We fitted the mockup. I ended up adjusting the fit to be more narrow through the shoulders than it is through the waist. The original was fitted in the opposite way (wide shoulders, narrow through the hips) but that fit was not flattering so I adjusted it.
It looked to me like the mockup would fit better if the neck hole was offset by 1 inch onto the back panels. I made this adjustment (and had to adjust for seam allowances on neck hole on the lining pieces). It’s in the spirit of the original, but not copying exactly.
September 20, 2022
I finalized my pattern and cut it out of the linen and completed the piecing on the front lining.
The last time I reproduced the Viborg shirt using the original dimensions I ended up using a slightly heavier linen. This time I decided to use a lighter weight linen so I bought white IL020 from Fabrics-store.com. Sadly the selvedge on their fabrics is fuzzy so I ended up doing my piecing with a flat-felled seam instead of butted selvedge seam as seen on the original. This is slightly more bulky on the front lining but I don’t think it will be really noticeable. On the sleeve piecing I plan to just use the flat-felled seam on both seams rather than piecing one and seaming the other.
Originally when I sat down to resize the shirt I though it would be hubris to reproduce the piecing used in the original shirt. Sort of a performative exactness (doing exactly like the original because it’s on the original not because it serves a purpose). That said, as I looked at the pattern pieces and figured out how to economize on fabric use it turns out that piecing the front lining really does save on fabric (~25 inches). I think if I could cut the sleeves as a single piece (instead of piecing) I could get this out of 3 yards of ~60 inch wide fabric. As it is this takes about 3 3/4 yards of fabric. I’ll play with my pattern for the next shirt.
September 21, 2022
Finished the shoulder seams and the front pinch pleat.
When I started stitching the pinch pleat on the front I was about half way done pinning it when I realized the pinch pleat would be much easier to do if I marked the pattern on the fabric before I began pinching. I’ll do that on the back (and on any future shirts I make).
September 22-24, 2022
Finished the pinch pleat on the back. Sewed up the length of the sleeves. Finished the garment-edge of one of the sleeves (seam A).
September 29, 2022
Finished seam A on the second sleeve an half way attached it to the garment. Then I realized I was attaching it from the outside of the garment and had to remove the sleeve and re-start. It’s supposed to be attached from the inside of the garment.

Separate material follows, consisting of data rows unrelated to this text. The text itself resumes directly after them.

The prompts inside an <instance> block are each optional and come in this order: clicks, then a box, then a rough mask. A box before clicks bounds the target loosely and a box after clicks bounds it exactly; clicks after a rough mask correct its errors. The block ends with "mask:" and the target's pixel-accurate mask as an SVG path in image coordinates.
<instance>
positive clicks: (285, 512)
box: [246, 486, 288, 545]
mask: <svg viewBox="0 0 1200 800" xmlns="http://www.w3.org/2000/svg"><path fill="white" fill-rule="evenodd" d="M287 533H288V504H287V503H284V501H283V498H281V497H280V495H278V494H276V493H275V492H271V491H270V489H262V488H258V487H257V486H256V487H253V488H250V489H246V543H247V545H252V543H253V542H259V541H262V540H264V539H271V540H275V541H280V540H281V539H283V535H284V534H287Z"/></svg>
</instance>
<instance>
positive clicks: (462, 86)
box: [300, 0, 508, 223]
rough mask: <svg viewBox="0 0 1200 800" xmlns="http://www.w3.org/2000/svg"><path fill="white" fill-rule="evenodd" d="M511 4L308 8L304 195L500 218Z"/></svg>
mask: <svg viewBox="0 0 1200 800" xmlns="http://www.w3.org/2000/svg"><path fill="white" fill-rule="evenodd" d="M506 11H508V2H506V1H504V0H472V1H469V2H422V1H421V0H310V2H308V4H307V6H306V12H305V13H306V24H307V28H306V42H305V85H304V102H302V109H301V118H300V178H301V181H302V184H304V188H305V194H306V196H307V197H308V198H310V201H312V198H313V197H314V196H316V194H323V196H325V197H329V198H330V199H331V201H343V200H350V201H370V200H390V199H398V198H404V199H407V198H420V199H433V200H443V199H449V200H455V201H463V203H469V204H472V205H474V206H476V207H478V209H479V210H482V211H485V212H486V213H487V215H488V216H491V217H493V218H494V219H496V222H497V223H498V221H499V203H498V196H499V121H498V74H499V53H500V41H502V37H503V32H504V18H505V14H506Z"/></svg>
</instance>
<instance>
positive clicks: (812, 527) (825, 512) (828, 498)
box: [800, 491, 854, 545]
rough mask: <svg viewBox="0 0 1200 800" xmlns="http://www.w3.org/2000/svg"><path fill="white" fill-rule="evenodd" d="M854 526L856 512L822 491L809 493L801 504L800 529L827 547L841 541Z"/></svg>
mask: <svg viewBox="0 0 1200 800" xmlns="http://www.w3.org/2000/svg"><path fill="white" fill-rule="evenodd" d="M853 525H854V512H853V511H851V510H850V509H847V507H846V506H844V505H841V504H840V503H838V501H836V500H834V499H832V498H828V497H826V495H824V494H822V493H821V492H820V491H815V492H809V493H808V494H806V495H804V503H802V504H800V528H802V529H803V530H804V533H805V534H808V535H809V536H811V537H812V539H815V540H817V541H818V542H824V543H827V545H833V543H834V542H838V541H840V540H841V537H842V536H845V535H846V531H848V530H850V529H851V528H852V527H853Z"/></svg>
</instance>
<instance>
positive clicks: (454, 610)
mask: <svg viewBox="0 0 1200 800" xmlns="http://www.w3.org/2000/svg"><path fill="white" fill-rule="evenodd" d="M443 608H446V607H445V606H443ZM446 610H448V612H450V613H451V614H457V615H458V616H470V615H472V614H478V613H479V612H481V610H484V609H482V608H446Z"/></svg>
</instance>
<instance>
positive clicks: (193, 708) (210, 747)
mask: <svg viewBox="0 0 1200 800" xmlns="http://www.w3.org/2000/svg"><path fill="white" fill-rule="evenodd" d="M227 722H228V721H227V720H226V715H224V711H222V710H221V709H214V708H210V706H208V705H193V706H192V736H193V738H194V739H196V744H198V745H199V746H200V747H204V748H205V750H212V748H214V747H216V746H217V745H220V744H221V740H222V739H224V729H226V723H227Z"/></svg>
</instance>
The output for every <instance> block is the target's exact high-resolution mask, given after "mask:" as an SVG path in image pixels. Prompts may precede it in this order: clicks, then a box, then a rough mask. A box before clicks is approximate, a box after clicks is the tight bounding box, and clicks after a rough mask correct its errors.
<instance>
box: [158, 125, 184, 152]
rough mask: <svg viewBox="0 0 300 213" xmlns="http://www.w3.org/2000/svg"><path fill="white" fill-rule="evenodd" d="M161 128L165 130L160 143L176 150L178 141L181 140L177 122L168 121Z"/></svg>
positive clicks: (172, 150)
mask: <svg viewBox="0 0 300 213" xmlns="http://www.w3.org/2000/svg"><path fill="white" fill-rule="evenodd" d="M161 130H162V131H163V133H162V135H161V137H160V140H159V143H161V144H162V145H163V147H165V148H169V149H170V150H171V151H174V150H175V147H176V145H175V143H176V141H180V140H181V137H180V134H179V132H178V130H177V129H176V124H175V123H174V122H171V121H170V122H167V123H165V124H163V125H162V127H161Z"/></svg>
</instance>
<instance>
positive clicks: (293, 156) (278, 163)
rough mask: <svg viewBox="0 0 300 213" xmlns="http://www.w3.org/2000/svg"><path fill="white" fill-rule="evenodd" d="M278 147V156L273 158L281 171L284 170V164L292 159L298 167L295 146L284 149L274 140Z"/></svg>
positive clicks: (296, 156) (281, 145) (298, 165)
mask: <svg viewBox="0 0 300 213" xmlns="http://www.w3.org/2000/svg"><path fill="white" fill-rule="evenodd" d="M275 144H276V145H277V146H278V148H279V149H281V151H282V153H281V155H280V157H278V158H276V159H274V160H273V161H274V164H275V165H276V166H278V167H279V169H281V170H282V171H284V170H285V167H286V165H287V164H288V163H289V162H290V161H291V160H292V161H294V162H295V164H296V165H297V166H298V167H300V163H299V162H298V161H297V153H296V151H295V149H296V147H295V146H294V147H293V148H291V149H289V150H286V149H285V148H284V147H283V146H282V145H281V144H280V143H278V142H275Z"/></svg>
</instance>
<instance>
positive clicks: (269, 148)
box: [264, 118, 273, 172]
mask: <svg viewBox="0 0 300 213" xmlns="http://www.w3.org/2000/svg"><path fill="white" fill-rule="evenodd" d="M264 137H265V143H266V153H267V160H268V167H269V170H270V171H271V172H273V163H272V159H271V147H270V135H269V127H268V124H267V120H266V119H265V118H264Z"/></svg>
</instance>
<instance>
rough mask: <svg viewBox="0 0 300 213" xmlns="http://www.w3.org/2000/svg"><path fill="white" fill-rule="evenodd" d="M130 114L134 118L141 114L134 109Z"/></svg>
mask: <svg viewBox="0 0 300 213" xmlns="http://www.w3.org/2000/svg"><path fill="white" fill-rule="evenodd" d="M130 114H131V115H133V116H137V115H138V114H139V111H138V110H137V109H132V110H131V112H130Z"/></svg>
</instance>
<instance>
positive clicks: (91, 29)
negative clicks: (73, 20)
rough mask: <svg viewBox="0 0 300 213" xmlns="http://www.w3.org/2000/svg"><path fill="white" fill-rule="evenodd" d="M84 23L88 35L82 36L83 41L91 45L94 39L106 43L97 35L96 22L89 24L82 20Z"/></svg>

September 30, 2022-October 1, 2022
Finished attaching the sleeves to the garment and hemming the skirt portion of the shirt.
October 4, 2022
Finished most of the neck binding/ties. Because my selvedge is “fuzzy” I’ve increased the width of the neck binding to 1″ (on-grain) and will treat it like a double fold binding.
October 6, 2022
Finished the last of the neck binding, sewed down the skirt overlap and hemmed the ends of the sleeves. The shirt is now done.
It turns out the surprising someone with a garment can cause unforeseen issues. Especially when it’s a garment in re-sized to a size you’ve never made before. It turns out that the neck opening was too small. It was large enough for Cyriac to put it on but the neckline did not lie right and could not be pulled closed. I’ve gotten the shirt back and am in process of resizing the neck opening.
This update really only took about 3 days but I sewed it in fits and start so I got it finished on November 29, 2022.